In a powerful video recently shared to TikTok, Kerriann Connelly Carro captured something she didn’t realize would mean so much to her.
A clip of her divorced parents hugging has taken on new meaning after she realized it was their final time seeing one another before her father’s death. At the time, Carro was just stopping by her mother’s house after taking her dad to a radiation appointment. However, it would turn out to be far more than an ordinary moment. Carro, 37, spoke to Newsweek about the unexpected weight of the footage, and what the moment meant to her.
“My parents were divorced over 25 years ago.
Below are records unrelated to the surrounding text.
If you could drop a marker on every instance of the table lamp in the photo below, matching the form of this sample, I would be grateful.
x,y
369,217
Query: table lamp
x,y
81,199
Met at 12, had me at 19. This was their last video together before my father passed,” the video’s text overlay reads.
The video was uploaded to TikTok on March 26 and currently has over 18.5 million views.
Carro shared her parents’ background. The pair met in Brooklyn, New York, through her mother’s brother, and her mother had Carro at 19 years old. By the time Carro was in third grade, her parents were divorced—and the impact of the split ran deep.
“This definitely distorted my view on relationships because I was raised by a single mom and a father who never emotionally recovered from losing the love of his life,” Carro said. “He was emotionally broken and she was in hyper-independence mode.”
It wasn’t always easy between them. Carro said she remembers moments as a child where her parents would argue on the phone. “I don’t think I ever had the opportunity of being shown an example of a happy marriage where two people supported each other,” she said.
But in recent years, something had shifted. Her father had moved in with her, her husband and their kids. He even liked her mom’s long-term partner. That day in March, they just happened to be in the same place at the same time.
“After my father passed on April 17th I was scrolling through my camera roll and remembering I had taken this,” Carro said. “The emotions were mixed. I was happy to have caught that moment, but sad and angry that I even had to feel any of those things because I lost my dad when he was only 58.”
Carro’s father only lived for one month following his terminal diagnosis.
‘Grief is Like a Labyrinth’
Still, the video offered Carro something unexpected: closure.
“That moment showed me the love they truly had for each other still; it was like an emotional cleansing of all the turmoil I had seen them put each other through,” she said. “There was closure, my father told my mother that day that he’s going to be ‘very busy up there watching over all of us.’”
The day he was passing, she said, her mother spoke to him on the phone, telling him how much she loved him. For Carro, the moments leading up to his death set her off on an emotional path she is still walking. It shifted something in her own understanding of the people who raised her.
“I’m still processing the loss, grief is like a labyrinth,” she said. “That video exemplifies my mom isn’t just my mom, my dad wasn’t just my dad, I was looking at two people who, for a split second, saw only each other.”
She also remembered her father for who he was beyond just her parent.
“My father, Patrick Paul Connelly was brilliant in his own right,” she said. “He was a proud Local 40 iron worker, could do math in his head like a human calculator. He would track the planes of anyone who he knew was traveling…always concluding with ending the day with his friends in Brooklyn for a nice cold Budweiser.”
As for the video—Carro doesn’t see it as viral content. For her, it’s a symbol of healing.
“As a child of divorced parents, this isn’t just a video for me,” she said. “It’s a reminder that the fighting, animosity and resentment doesn’t mean a thing when it’s all said and done.”